THE South African government signed two 25-year concessions for maximum security prisons in Bloemfontein and Louis Trichardt as part of its Department of Public Works’ Asset Procurement and Operating Partnership Systems (APOPS) in 2000. The two winning consortia were responsible for designing, building, financing, operating and transferring the prisons. The facilities hold about 3,000 inmates each and were fully operational in 2002 at a cost of about $245 million (Bloemfontein) and $259 million (Louis Trichardt), respectively.

A government review found that the prisons provided significantly higher quality facilities and levels of service than the public prisons and that the operating costs per prisoner per day were comparable with those of the public sector prisons. But it also found that the design and operating specifications were too high and that proper feasibility studies were not conducted to establish the department’s affordability limits prior to procurement. The specifications were based on ideal prisons in the UK.
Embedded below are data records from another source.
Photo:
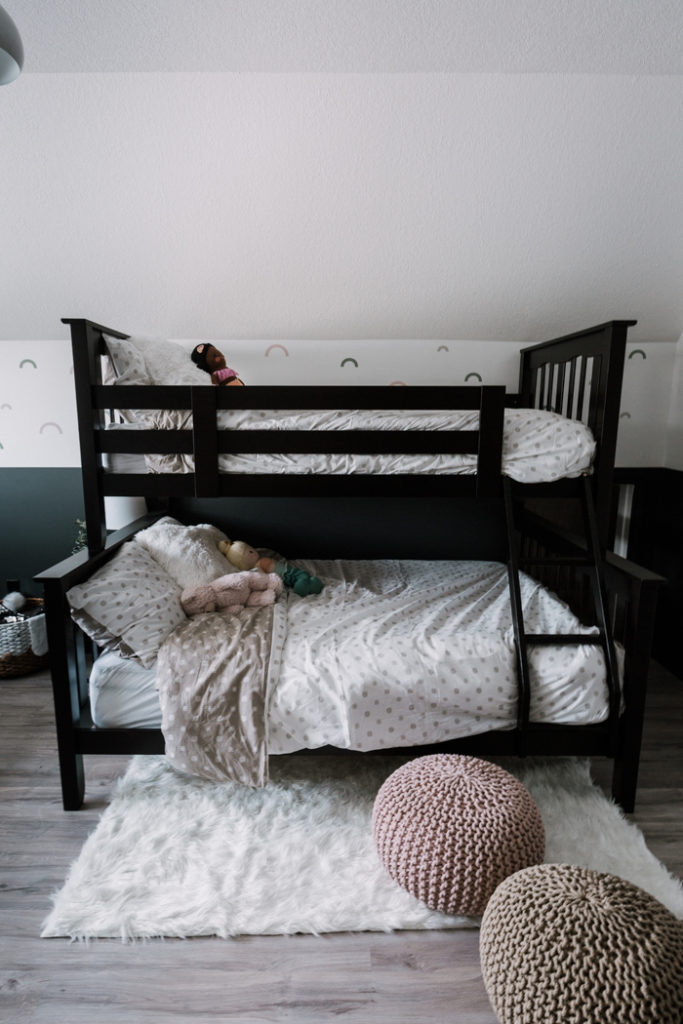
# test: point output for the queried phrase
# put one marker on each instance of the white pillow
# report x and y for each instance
(188, 554)
(168, 363)
(127, 359)
(131, 603)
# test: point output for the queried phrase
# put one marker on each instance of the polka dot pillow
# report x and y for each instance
(131, 603)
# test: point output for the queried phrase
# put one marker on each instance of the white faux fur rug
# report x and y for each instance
(177, 856)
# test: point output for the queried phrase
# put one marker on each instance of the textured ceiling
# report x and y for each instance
(611, 37)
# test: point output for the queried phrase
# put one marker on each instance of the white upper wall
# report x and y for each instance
(342, 206)
(346, 169)
(608, 37)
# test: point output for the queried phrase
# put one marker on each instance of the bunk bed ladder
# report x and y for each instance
(593, 562)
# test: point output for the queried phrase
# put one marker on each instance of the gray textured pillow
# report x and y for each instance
(131, 603)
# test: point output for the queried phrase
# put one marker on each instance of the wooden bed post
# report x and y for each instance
(66, 687)
(643, 588)
(87, 348)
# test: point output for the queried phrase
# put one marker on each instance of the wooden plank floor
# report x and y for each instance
(403, 978)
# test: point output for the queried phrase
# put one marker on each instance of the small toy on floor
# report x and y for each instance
(231, 593)
(243, 556)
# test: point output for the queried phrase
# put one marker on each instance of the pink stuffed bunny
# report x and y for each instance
(231, 593)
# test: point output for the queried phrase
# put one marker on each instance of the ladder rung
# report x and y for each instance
(563, 639)
(556, 561)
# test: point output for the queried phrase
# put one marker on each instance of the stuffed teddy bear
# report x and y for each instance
(244, 556)
(231, 593)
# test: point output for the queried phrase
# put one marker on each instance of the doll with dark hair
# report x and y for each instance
(207, 357)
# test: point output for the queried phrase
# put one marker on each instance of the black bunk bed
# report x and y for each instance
(359, 515)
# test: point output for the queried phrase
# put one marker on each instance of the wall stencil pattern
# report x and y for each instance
(38, 425)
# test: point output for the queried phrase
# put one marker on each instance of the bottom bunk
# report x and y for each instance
(409, 654)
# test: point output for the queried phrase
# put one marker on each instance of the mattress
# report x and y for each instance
(396, 653)
(538, 445)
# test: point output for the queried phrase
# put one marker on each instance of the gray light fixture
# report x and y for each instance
(11, 50)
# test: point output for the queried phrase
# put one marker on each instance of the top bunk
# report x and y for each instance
(151, 424)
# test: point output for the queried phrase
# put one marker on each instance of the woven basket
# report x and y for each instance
(16, 657)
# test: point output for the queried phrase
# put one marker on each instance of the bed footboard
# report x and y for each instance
(580, 376)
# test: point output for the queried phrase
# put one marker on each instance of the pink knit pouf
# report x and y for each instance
(450, 828)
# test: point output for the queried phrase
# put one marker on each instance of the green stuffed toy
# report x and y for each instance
(243, 556)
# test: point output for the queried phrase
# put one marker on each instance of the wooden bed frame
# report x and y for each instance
(484, 515)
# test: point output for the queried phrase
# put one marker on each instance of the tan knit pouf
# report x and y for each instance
(450, 828)
(567, 945)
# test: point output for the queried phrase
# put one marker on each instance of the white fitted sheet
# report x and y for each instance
(396, 653)
(539, 446)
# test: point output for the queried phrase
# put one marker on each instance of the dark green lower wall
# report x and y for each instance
(38, 513)
(655, 541)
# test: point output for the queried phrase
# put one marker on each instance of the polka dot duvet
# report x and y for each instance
(395, 653)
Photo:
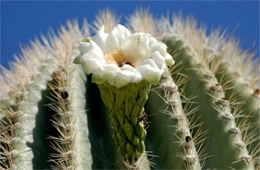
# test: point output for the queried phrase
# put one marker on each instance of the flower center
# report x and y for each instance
(119, 58)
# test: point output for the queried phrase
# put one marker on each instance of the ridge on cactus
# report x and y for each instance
(154, 94)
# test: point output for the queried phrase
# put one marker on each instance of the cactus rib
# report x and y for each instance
(173, 139)
(214, 112)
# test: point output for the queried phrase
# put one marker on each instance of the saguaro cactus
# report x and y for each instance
(155, 95)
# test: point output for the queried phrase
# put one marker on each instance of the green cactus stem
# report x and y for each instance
(172, 139)
(244, 96)
(126, 108)
(32, 147)
(214, 112)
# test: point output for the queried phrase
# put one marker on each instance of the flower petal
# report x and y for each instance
(85, 47)
(100, 38)
(115, 38)
(90, 65)
(168, 60)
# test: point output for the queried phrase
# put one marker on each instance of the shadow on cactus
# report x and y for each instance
(156, 94)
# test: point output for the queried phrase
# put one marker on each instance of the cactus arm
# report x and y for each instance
(70, 142)
(247, 103)
(82, 143)
(32, 148)
(169, 137)
(229, 150)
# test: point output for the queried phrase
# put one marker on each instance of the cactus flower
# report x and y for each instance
(124, 66)
(120, 57)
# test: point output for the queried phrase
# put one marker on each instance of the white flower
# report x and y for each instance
(120, 57)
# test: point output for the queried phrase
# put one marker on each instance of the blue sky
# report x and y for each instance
(22, 21)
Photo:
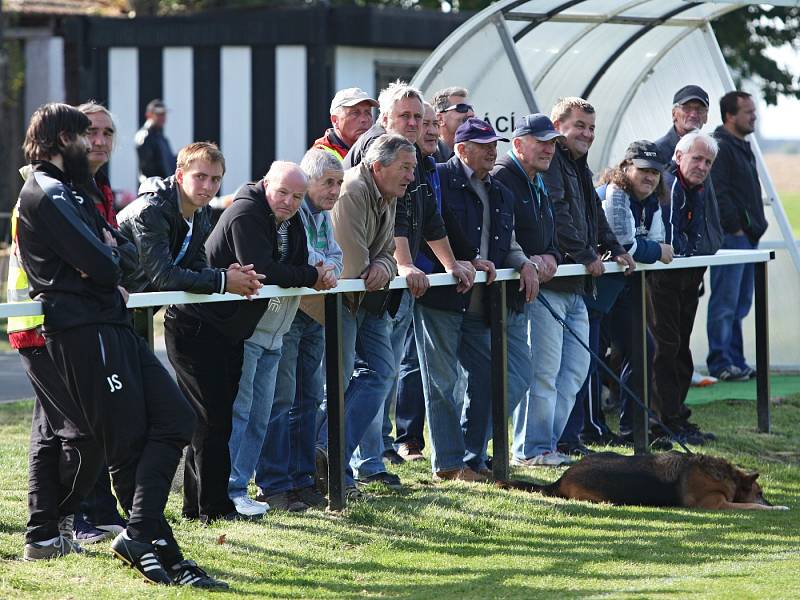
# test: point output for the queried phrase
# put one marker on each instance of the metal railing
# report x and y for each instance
(151, 301)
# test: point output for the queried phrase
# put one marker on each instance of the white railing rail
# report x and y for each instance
(723, 257)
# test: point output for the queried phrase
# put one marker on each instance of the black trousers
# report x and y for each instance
(673, 296)
(63, 463)
(208, 367)
(135, 412)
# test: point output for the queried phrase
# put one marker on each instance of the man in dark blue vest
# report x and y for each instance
(453, 328)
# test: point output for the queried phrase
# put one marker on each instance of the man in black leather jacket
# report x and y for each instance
(169, 223)
(120, 396)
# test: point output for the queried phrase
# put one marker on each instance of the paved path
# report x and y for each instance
(14, 384)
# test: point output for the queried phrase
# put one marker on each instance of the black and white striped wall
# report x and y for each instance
(258, 83)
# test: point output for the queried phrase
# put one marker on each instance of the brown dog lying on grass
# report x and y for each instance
(669, 479)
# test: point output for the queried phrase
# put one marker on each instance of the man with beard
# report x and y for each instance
(121, 402)
(53, 438)
(741, 212)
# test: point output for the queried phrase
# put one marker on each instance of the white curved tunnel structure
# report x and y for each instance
(626, 57)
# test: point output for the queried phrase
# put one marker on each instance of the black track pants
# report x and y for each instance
(63, 466)
(208, 367)
(135, 411)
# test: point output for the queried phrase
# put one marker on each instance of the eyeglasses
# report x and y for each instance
(460, 107)
(700, 110)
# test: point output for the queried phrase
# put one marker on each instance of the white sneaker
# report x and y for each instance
(566, 459)
(247, 507)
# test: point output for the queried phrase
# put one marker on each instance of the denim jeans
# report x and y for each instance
(368, 457)
(560, 366)
(251, 413)
(520, 376)
(368, 337)
(445, 339)
(730, 301)
(287, 457)
(586, 416)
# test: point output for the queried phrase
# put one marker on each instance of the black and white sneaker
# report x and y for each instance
(141, 557)
(186, 572)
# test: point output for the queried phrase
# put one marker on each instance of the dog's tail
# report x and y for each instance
(549, 489)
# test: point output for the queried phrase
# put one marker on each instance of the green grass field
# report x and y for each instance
(462, 540)
(791, 204)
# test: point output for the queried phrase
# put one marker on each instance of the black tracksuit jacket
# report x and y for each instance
(60, 236)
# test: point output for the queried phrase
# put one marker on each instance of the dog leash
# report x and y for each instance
(671, 434)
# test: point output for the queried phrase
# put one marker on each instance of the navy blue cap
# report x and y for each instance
(478, 131)
(644, 154)
(690, 92)
(539, 126)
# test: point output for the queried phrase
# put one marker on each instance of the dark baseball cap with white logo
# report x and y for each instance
(644, 154)
(690, 92)
(477, 130)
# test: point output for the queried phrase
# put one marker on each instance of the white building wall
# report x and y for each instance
(236, 118)
(290, 102)
(355, 67)
(44, 81)
(123, 102)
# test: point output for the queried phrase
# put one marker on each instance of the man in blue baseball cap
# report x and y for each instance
(453, 328)
(533, 146)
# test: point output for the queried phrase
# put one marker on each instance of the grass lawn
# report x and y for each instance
(791, 204)
(462, 540)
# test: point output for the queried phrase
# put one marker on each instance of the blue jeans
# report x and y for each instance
(730, 301)
(560, 366)
(251, 412)
(586, 416)
(444, 340)
(368, 457)
(368, 337)
(410, 408)
(287, 457)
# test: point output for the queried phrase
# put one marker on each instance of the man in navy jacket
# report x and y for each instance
(453, 328)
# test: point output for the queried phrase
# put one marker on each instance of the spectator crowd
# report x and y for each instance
(419, 190)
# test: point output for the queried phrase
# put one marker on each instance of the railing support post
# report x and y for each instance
(335, 400)
(499, 314)
(762, 347)
(639, 362)
(143, 323)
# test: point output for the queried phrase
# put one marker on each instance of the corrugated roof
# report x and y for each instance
(109, 8)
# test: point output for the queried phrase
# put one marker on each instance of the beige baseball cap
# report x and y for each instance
(351, 97)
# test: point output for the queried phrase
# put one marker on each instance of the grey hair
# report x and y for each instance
(385, 149)
(279, 167)
(93, 107)
(316, 161)
(393, 93)
(441, 99)
(686, 143)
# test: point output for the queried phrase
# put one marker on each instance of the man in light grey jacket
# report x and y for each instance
(285, 187)
(285, 472)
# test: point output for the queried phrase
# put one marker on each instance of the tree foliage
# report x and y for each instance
(744, 35)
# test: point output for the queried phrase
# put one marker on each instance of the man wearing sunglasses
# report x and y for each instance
(452, 109)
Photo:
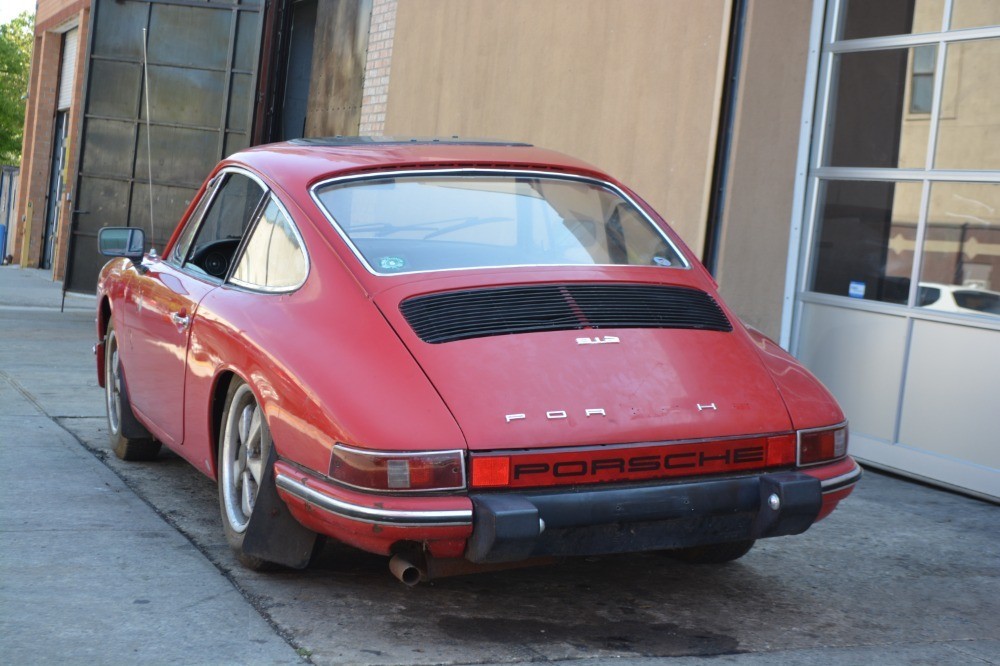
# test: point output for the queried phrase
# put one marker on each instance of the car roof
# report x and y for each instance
(300, 162)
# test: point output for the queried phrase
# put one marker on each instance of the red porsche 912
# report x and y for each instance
(459, 354)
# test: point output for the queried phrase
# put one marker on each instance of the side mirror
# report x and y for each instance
(128, 242)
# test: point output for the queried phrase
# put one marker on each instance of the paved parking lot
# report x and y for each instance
(110, 562)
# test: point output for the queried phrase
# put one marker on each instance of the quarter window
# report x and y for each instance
(274, 257)
(228, 218)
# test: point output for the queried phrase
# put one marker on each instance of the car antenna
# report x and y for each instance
(149, 143)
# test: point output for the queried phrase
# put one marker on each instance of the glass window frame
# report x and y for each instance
(927, 175)
(198, 218)
(495, 172)
(269, 196)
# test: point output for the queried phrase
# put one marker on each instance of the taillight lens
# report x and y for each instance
(822, 444)
(398, 472)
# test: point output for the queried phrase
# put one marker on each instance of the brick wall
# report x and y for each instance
(74, 122)
(376, 86)
(36, 156)
(52, 19)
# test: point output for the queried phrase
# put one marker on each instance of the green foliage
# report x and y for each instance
(16, 38)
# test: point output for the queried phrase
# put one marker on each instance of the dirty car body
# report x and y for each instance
(455, 351)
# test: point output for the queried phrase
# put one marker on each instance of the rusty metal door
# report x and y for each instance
(203, 58)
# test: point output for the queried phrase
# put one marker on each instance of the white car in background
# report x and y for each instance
(956, 298)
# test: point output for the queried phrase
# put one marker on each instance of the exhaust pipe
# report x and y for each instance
(406, 571)
(422, 568)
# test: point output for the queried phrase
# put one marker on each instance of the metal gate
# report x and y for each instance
(202, 77)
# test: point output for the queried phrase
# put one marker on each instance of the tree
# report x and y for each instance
(16, 38)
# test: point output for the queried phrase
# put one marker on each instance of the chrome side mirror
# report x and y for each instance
(128, 242)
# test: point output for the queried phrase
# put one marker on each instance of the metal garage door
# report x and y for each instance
(202, 77)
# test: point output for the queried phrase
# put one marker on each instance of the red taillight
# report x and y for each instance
(490, 472)
(822, 445)
(781, 450)
(385, 470)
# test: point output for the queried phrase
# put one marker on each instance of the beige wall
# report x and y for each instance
(632, 87)
(758, 206)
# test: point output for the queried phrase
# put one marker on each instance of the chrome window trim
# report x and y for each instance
(265, 190)
(402, 454)
(241, 250)
(212, 189)
(444, 518)
(472, 171)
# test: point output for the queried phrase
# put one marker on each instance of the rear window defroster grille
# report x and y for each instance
(477, 313)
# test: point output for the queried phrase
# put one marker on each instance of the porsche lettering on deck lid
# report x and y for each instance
(654, 461)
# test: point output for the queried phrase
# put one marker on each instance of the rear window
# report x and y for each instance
(425, 222)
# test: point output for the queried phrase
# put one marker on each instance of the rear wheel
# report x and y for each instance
(129, 439)
(243, 454)
(716, 553)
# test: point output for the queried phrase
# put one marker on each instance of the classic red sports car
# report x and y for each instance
(460, 354)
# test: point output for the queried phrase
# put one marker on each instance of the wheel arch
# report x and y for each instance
(103, 317)
(222, 382)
The high interest rates at the time of the deals (for the private operator) and ‘higher than normal return on equity, reflecting the perceived risk of early deals’ also pushed up the long-term cost of the prisons to government. The two APOPS prisons alone will take up 5% of Correctional Services’ entire budget for the next 25 years.

Sue Lund, Senior Transaction Advisor at the South African National Treasury’s PPP Unit, said the South African government learned from the experience of the prisons contracts about how to improve its ability to leverage private finance for infrastructure projects.


  • A thorough feasibility study would have clarified the affordability limits of the department at the start of the process.
  • Experienced private sector operators can provide a better quality service than the public sector, but overly high specifications at the planning stage have cost implications.